A lot of standard tests for spatial navigation deficits used in clinics and research are paper-based or done on a computer. Importantly, they tend to be housed within a 2-dimensional environment, which comes with important limitations.

“Real life navigation involves a lot of different sensory cues,” Annie notes. “How we sense our bodies moving through the environment, what we are seeing, and what we are actually experiencing in the world.”

These 2D tests fail to capture the complexities of real-life navigation, lacking the immersiveness required to accurately assess spatial navigation skills. Moreover, they often lack a clear isolation of allocentric and egocentric components, involving tasks which could be easily solved using either method, muddling the results. Lastly, traditional tests have limited difficulty levels, minimizing complexity and the ability to detect more subtle changes.

“We wanted to create a task which could capture more complex aspects of navigation,” Annie said. “Observing how behaviour changes in response to more challenging tasks could reveal deeper insights into how spatial memory is affected.”

 

The journey to a VR diagnostic tool

By leveraging the immersive nature of virtual reality, Annie and her team aimed to create a tool which could be used in clinics to assess spatial memory and help clinical diagnosis of Alzheimer’s disease.

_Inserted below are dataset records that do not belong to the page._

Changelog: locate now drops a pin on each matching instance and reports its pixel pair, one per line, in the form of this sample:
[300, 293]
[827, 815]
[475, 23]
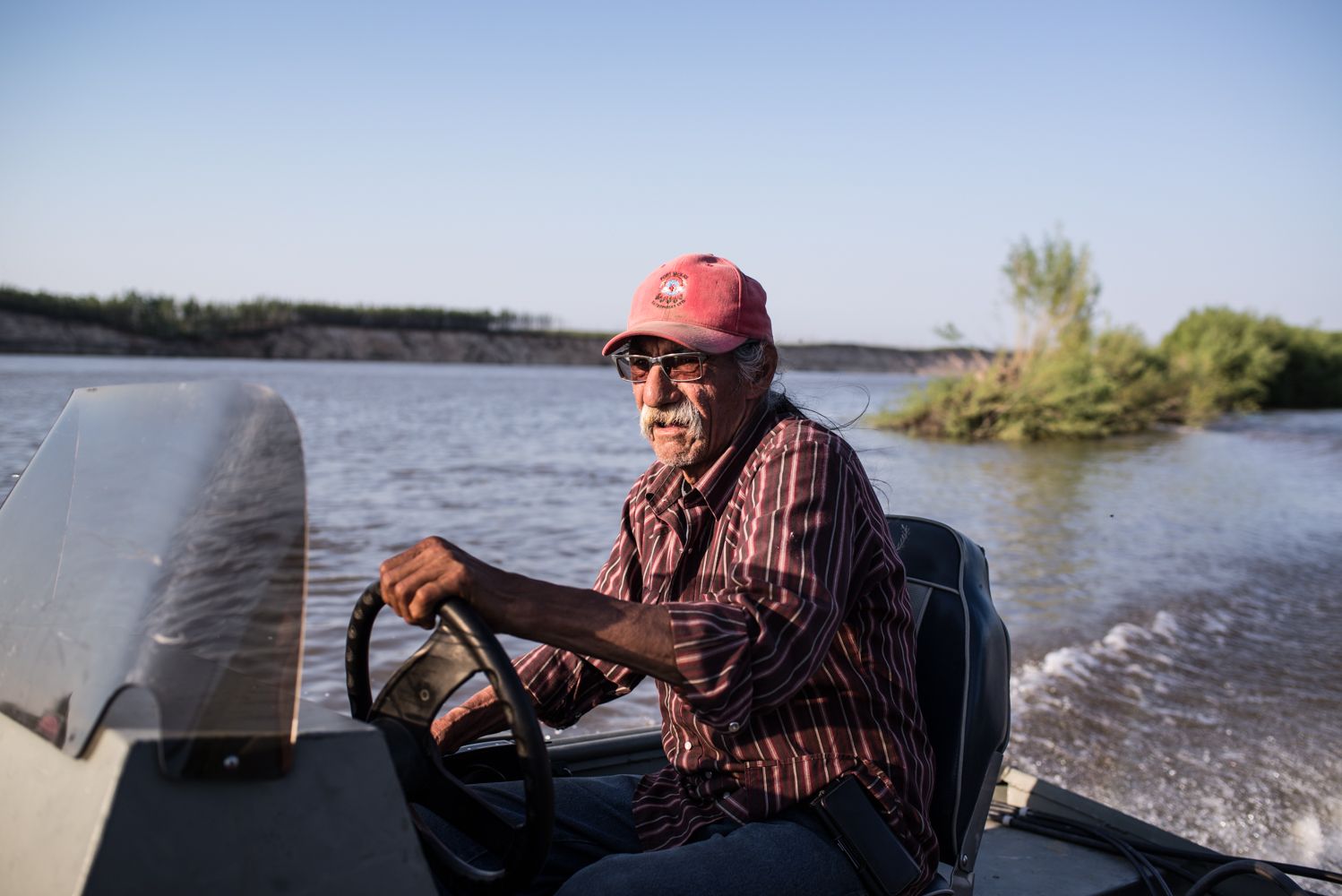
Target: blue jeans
[596, 849]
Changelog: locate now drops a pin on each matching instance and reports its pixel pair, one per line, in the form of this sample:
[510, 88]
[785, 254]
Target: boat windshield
[159, 541]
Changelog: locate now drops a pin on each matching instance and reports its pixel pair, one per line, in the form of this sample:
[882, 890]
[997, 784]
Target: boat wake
[1218, 720]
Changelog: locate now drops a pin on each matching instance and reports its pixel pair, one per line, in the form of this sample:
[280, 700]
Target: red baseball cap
[701, 301]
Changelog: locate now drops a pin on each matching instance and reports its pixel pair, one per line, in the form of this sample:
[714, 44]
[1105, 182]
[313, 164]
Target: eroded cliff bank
[39, 334]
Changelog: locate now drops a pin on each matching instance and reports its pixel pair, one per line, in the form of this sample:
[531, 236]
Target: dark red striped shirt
[792, 628]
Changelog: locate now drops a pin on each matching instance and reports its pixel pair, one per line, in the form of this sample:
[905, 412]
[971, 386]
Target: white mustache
[682, 413]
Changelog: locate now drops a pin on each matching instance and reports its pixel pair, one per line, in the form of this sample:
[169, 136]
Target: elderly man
[756, 581]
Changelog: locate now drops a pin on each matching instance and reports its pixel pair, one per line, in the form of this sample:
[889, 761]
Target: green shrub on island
[163, 317]
[1066, 380]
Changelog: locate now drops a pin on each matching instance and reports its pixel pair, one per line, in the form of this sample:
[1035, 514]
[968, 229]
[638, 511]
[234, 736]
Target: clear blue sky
[870, 164]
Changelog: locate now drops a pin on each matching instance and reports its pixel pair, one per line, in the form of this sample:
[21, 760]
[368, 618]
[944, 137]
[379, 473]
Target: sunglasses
[679, 366]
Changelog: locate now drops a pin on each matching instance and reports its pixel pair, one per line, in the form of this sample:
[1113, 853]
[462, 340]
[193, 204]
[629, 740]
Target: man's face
[719, 399]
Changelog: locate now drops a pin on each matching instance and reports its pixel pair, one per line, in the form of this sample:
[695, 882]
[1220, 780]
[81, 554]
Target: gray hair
[751, 357]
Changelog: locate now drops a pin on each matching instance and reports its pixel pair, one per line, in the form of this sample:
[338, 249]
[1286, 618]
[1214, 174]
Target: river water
[1174, 599]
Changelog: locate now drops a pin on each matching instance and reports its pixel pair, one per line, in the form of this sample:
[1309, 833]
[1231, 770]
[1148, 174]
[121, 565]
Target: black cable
[1247, 866]
[1150, 877]
[1090, 842]
[1189, 855]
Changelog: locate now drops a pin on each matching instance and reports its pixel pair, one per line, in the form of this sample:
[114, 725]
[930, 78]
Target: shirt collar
[717, 485]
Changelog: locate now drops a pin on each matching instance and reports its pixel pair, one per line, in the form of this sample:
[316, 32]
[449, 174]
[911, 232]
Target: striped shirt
[791, 626]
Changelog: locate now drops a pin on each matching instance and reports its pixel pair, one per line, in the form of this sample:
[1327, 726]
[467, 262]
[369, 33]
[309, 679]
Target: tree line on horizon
[1067, 378]
[163, 317]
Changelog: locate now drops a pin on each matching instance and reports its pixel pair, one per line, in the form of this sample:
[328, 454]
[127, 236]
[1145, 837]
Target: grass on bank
[164, 317]
[1069, 380]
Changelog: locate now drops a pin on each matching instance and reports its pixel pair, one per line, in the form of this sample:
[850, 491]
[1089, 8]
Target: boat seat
[964, 668]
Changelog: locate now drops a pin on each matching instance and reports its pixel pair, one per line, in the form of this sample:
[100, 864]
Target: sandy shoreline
[39, 334]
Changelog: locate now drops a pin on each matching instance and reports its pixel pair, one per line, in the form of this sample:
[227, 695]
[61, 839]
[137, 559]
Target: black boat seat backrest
[964, 667]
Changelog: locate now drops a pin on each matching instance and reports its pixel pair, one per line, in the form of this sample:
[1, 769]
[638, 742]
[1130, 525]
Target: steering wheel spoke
[460, 806]
[404, 711]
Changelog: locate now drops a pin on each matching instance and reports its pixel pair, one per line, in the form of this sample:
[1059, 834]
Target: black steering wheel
[460, 647]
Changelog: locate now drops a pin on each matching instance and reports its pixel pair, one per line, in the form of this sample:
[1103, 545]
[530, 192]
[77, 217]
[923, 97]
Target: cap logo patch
[673, 291]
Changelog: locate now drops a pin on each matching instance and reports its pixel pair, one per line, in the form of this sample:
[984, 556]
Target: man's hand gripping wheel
[460, 647]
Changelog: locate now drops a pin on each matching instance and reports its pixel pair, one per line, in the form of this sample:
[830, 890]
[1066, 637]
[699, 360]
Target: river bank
[39, 334]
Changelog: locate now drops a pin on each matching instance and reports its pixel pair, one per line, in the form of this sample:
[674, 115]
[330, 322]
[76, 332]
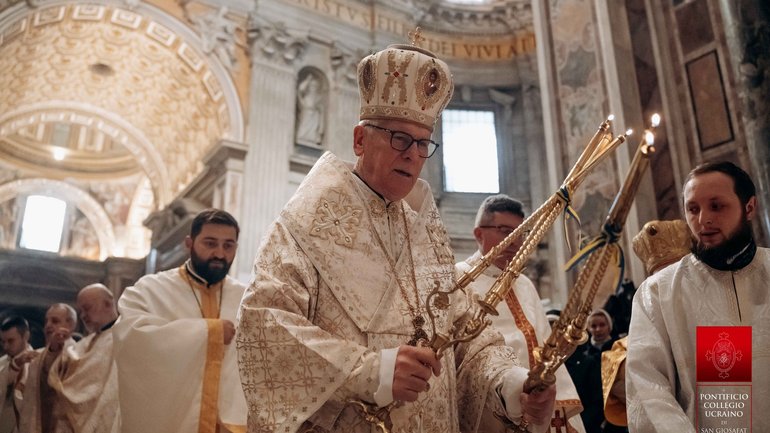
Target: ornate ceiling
[121, 93]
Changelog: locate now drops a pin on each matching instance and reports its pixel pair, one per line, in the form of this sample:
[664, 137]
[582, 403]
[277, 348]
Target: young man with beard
[174, 342]
[724, 282]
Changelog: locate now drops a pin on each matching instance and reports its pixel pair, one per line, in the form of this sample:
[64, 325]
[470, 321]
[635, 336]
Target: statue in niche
[8, 213]
[83, 240]
[218, 35]
[310, 111]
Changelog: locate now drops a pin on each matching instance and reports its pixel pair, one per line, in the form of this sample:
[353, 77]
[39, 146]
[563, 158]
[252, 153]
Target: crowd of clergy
[330, 334]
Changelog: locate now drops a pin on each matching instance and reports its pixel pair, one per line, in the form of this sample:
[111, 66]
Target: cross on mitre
[416, 37]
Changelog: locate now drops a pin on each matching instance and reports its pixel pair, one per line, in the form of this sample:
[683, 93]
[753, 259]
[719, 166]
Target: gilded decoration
[368, 84]
[431, 85]
[121, 65]
[397, 76]
[336, 218]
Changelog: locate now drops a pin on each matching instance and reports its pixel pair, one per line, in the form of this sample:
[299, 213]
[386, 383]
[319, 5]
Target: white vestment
[334, 285]
[175, 373]
[669, 305]
[12, 382]
[524, 327]
[85, 380]
[40, 409]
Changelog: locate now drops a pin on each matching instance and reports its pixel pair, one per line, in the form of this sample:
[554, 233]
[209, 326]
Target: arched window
[469, 146]
[43, 223]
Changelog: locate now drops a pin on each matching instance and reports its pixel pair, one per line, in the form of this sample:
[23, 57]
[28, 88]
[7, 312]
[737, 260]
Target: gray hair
[498, 203]
[72, 315]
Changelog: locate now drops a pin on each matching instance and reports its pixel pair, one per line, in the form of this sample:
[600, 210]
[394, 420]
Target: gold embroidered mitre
[661, 243]
[404, 82]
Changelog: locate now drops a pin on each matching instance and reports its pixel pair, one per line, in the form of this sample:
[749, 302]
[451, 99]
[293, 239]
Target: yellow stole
[209, 305]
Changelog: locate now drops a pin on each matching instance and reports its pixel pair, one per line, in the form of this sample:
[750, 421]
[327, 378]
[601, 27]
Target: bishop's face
[391, 173]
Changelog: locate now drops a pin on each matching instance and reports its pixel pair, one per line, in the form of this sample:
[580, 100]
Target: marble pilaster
[345, 104]
[270, 134]
[747, 30]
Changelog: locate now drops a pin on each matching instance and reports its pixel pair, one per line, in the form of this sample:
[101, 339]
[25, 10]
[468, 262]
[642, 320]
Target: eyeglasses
[402, 141]
[503, 229]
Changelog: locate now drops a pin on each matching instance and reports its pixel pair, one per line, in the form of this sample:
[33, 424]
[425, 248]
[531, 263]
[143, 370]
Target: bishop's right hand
[414, 368]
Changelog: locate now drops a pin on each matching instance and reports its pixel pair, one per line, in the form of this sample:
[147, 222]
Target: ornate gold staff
[570, 330]
[534, 228]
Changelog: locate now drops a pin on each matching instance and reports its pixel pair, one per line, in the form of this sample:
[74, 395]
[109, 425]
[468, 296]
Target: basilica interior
[121, 119]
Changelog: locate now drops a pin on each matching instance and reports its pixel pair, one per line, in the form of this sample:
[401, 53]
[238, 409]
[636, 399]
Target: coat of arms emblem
[724, 355]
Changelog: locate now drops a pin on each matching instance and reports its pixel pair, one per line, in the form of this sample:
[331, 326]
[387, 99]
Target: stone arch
[73, 195]
[158, 86]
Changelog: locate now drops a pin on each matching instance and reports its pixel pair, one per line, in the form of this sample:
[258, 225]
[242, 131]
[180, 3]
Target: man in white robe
[724, 282]
[84, 376]
[521, 318]
[40, 412]
[14, 333]
[176, 364]
[341, 281]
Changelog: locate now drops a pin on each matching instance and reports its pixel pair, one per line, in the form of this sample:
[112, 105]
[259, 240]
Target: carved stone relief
[218, 34]
[312, 100]
[275, 41]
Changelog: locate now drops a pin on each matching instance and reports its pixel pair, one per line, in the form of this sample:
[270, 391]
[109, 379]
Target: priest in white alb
[335, 317]
[174, 342]
[521, 318]
[724, 282]
[84, 377]
[40, 411]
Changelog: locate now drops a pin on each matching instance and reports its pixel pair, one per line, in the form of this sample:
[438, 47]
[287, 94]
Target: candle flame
[649, 137]
[59, 153]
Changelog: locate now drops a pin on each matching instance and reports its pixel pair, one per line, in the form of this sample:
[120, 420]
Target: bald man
[38, 412]
[85, 377]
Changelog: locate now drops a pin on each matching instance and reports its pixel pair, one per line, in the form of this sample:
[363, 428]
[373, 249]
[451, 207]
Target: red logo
[724, 353]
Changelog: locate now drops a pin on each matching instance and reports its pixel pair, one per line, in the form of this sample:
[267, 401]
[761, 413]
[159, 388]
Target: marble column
[226, 164]
[344, 104]
[552, 145]
[270, 134]
[747, 30]
[625, 104]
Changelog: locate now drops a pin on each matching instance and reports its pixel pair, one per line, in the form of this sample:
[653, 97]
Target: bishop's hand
[414, 368]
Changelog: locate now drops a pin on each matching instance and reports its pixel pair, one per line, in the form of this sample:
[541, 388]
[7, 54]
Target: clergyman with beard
[174, 343]
[723, 282]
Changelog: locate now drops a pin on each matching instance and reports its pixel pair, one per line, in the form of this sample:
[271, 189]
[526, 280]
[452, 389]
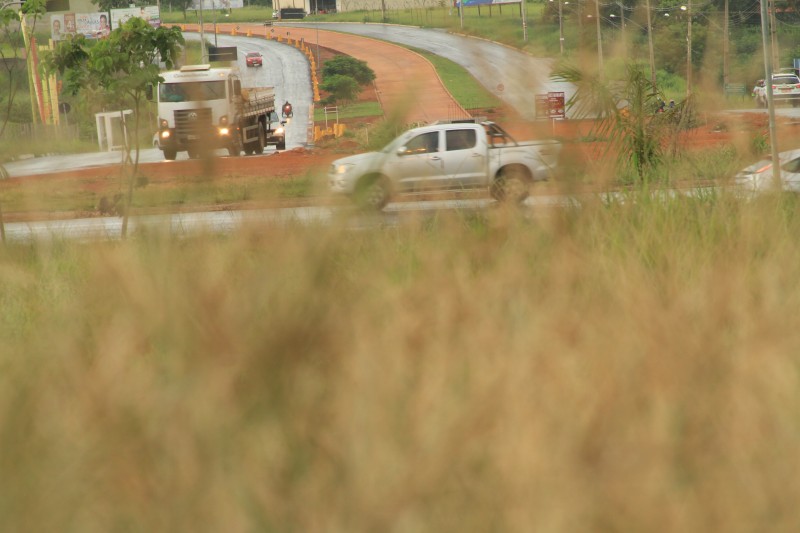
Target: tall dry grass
[629, 367]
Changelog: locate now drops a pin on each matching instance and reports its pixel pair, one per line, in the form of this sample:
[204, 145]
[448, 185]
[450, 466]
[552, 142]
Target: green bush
[349, 66]
[341, 88]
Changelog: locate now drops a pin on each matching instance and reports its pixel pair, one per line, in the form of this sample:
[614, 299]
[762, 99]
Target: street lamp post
[560, 26]
[599, 39]
[203, 53]
[216, 14]
[650, 44]
[688, 9]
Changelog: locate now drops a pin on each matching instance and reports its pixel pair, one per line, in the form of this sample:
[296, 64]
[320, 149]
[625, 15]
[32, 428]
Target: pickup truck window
[460, 139]
[422, 144]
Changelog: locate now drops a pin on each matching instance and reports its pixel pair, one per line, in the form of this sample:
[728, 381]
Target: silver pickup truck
[450, 156]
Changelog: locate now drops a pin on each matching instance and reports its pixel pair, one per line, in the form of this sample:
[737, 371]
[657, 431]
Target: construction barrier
[335, 130]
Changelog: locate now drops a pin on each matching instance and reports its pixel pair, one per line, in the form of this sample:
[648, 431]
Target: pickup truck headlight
[341, 169]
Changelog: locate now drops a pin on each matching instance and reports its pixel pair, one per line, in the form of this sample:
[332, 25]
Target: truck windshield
[197, 91]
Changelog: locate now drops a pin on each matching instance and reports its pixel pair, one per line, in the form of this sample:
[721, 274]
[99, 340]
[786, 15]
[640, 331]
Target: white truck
[446, 156]
[202, 108]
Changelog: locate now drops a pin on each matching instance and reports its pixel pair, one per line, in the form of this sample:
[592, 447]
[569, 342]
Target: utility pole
[599, 39]
[650, 44]
[773, 134]
[203, 53]
[689, 50]
[773, 32]
[726, 74]
[622, 29]
[561, 26]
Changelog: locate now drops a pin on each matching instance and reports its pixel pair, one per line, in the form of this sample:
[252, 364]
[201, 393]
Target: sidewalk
[408, 86]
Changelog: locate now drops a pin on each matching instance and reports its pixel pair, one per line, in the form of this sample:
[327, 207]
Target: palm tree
[630, 114]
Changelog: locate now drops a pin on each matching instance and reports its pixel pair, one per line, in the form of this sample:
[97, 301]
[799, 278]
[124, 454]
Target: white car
[758, 177]
[760, 94]
[785, 88]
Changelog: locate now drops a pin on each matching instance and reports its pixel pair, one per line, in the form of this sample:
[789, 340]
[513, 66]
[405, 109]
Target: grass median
[627, 366]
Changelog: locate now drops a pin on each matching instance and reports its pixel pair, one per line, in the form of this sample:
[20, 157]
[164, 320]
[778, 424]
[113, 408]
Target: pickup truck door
[464, 157]
[418, 164]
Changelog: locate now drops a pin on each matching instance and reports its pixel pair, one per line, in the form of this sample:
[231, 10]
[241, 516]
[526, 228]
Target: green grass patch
[357, 110]
[460, 83]
[602, 369]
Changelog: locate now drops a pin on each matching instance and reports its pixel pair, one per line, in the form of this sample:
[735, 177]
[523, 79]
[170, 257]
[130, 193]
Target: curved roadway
[513, 76]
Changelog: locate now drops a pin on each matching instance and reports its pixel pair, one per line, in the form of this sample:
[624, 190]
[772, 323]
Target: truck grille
[191, 124]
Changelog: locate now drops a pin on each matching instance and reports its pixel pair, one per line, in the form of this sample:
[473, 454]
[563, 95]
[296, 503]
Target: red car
[253, 59]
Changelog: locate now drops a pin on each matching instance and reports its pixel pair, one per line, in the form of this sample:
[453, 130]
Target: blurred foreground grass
[629, 367]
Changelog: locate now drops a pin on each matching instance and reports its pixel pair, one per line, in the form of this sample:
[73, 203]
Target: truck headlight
[342, 169]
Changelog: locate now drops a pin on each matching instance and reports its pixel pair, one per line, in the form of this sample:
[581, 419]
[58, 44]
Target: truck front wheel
[512, 184]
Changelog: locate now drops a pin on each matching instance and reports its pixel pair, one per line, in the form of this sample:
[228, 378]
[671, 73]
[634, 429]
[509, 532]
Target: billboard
[217, 4]
[468, 3]
[90, 25]
[148, 13]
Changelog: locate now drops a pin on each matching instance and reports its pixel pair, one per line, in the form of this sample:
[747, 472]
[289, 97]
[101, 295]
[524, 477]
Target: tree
[124, 66]
[342, 88]
[11, 42]
[627, 115]
[349, 66]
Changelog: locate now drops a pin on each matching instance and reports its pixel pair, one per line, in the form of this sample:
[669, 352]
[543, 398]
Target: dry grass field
[630, 366]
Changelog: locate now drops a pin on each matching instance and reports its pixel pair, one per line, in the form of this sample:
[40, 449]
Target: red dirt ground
[384, 58]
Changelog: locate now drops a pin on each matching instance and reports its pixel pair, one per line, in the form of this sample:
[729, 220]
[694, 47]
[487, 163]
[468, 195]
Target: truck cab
[202, 108]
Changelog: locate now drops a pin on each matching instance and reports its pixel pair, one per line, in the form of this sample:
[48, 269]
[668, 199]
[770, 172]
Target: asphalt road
[285, 68]
[511, 75]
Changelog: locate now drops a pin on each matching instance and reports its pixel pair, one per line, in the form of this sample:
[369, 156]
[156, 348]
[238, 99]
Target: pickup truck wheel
[373, 193]
[511, 185]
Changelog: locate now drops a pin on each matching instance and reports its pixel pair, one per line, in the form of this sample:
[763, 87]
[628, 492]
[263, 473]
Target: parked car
[785, 88]
[760, 93]
[254, 59]
[446, 156]
[759, 176]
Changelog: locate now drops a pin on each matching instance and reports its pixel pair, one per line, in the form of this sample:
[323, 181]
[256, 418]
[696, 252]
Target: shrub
[342, 88]
[348, 66]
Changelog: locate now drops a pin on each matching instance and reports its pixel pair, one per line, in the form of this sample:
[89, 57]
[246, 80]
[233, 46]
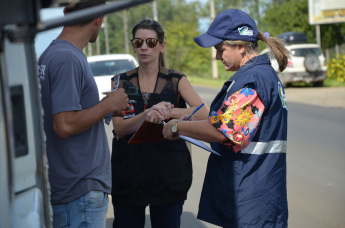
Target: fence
[335, 51]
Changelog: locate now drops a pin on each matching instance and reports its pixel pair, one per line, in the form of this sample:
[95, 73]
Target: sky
[43, 39]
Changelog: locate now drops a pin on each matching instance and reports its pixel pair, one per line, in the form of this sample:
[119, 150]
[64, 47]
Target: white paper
[199, 144]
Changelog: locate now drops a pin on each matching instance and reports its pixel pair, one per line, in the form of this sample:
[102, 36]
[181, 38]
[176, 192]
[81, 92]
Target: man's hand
[164, 109]
[168, 134]
[154, 116]
[118, 101]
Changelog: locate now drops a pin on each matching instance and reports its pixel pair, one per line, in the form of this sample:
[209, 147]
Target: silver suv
[307, 64]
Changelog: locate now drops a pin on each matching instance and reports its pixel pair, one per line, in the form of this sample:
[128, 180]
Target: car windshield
[302, 52]
[111, 67]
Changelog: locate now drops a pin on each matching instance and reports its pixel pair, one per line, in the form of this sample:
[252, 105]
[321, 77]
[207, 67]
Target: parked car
[104, 67]
[307, 62]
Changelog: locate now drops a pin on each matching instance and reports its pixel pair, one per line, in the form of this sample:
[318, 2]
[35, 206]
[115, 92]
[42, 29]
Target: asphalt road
[316, 169]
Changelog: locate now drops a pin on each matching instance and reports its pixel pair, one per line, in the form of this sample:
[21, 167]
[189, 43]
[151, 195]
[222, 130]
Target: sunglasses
[151, 42]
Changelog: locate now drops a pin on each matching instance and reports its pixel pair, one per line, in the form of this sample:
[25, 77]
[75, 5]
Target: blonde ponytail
[276, 46]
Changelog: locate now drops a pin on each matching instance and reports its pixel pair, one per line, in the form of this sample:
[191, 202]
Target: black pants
[162, 216]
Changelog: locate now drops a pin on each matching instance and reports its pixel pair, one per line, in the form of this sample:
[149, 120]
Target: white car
[104, 67]
[307, 64]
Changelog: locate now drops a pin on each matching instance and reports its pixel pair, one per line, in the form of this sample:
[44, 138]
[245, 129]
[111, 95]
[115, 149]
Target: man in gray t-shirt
[77, 147]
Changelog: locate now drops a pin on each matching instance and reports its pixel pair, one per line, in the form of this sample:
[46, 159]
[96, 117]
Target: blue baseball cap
[231, 24]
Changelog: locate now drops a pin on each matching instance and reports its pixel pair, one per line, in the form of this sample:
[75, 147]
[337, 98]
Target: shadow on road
[188, 220]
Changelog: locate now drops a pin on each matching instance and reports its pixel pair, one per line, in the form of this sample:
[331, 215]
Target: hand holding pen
[195, 110]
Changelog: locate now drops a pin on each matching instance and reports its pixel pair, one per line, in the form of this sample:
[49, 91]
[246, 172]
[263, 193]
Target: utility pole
[318, 35]
[106, 35]
[98, 49]
[125, 31]
[155, 11]
[89, 49]
[213, 50]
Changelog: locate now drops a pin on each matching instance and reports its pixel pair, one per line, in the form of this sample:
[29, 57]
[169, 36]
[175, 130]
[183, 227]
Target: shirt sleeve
[66, 87]
[239, 117]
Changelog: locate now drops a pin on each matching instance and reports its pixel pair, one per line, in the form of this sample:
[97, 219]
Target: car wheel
[311, 63]
[318, 84]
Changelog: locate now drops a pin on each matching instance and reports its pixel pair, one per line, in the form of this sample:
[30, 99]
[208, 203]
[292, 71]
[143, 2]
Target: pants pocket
[61, 216]
[95, 199]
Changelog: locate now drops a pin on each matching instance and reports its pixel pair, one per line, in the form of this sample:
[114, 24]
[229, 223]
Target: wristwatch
[174, 127]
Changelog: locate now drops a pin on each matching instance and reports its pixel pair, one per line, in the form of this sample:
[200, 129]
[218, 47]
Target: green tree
[293, 16]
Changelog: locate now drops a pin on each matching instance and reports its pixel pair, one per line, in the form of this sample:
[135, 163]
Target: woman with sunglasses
[157, 174]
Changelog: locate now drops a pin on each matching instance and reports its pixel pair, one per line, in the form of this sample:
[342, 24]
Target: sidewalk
[325, 97]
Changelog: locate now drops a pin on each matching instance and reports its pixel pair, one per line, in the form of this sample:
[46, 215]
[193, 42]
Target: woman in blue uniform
[247, 125]
[156, 174]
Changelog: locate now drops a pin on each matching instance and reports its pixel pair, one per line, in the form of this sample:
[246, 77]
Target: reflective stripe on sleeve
[265, 147]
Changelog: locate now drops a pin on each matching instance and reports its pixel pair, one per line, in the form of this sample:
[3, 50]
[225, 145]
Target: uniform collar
[257, 60]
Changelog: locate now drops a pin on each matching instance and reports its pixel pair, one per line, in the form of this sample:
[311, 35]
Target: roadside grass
[208, 81]
[329, 82]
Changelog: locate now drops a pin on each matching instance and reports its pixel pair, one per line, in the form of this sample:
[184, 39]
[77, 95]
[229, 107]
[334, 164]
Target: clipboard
[153, 132]
[147, 132]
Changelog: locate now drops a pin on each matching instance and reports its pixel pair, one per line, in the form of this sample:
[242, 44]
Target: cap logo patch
[245, 31]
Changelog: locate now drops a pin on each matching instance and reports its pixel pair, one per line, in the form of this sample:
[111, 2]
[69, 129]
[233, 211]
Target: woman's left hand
[168, 134]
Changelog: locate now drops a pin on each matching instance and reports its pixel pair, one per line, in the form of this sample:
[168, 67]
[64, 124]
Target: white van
[307, 62]
[104, 67]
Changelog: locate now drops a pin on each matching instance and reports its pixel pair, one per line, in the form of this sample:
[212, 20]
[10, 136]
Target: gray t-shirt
[79, 163]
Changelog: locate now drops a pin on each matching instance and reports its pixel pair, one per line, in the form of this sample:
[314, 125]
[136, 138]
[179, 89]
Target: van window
[111, 67]
[302, 52]
[19, 122]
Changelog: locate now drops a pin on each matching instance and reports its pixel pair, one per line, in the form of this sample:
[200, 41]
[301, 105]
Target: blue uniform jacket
[248, 188]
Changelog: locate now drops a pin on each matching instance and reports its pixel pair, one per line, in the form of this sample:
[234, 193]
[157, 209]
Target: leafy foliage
[336, 68]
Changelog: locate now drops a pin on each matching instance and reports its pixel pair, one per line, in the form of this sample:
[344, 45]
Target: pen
[195, 110]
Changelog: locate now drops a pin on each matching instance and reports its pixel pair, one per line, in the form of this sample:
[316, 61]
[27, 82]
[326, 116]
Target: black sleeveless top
[154, 173]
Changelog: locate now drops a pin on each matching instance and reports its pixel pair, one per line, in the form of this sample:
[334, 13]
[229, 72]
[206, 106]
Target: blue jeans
[166, 215]
[89, 211]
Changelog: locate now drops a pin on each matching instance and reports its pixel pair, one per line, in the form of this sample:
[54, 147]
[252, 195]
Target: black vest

“One of the things we really prioritized was the translational and clinical impact of this tool,” Annie emphasized. “To do this, we decided to make the task as accessible as possible and open source so that we can eventually share it with others.”

This informed the decision to build the entire task in Unity Game Engine, a commercially available game development software. In addition, they chose to use a commercially available VR headset, the Meta Quest 3.

In collaboration with the UBC Emerging Media Lab and undergraduate software developer Inzaghi Moniaga, the lab developed the final virtual reality task, featuring high quality graphics and a user-friendly interface.

 

How does the task work?

Seated in a comfortable swivel chair, participants place the VR headset over their eyes, immediately immersed in a rich mountainous landscape surrounded by trees and fog. After a brief interactive tutorial, the task begins.

Participants find themselves surrounded by white walls and windows; a place called the starting room. Gazing out into the landscape, they can observe the locations of a towering red lighthouse and a cozy looking cabin. Once they are ready, they can step out into the hallway, at which point fog descends and obscures the outside view. By rotating their body and moving a joystick, participants can stroll through this virtual world.

“As they walk down the hallway, they must rely on egocentric navigation,” Annie explains. “They’re recounting, how much did I move straight, and how often did I turn left or right?”

Upon reaching the end of the hallway, participants must point towards where they think they started. Since they have no landmarks to base their judgment on, they must use self-motion cues to make their decision. After their guess, the actual start location is revealed, and now the participants must identify where they think the lighthouse and cabin are. The accuracy of their guess in the start location is used as a measure of egocentric navigation, while the identification of landmark locations assesses allocentric navigation as participants piece together the global map.

 

A virtual future for diagnosis?

Currently, this tool is in its early stages of development and validation. For Annie’s thesis, the VR task was mainly tested in healthy young and older adults. Hopefully, it can eventually be used by Alzheimer’s patients to find specific differences and impairments in navigation.

“The ultimate goal would be to have virtual reality headsets available in clinics, in care homes or even in the comfort of someone’s house,” Annie envisions. “It could be used as a screening tool for measuring navigation abilities, or as a monitoring tool to assess changes over time.”

Accessibility, having been built into its very design, is very important for the NC4 lab and this VR tool.

“Even if people don’t have access to very elaborate medical tests like neuroimaging scans or blood work, they still deserve access to care.” Annie says. “This would be a tool that could be implemented a little bit easier in those kinds of places.”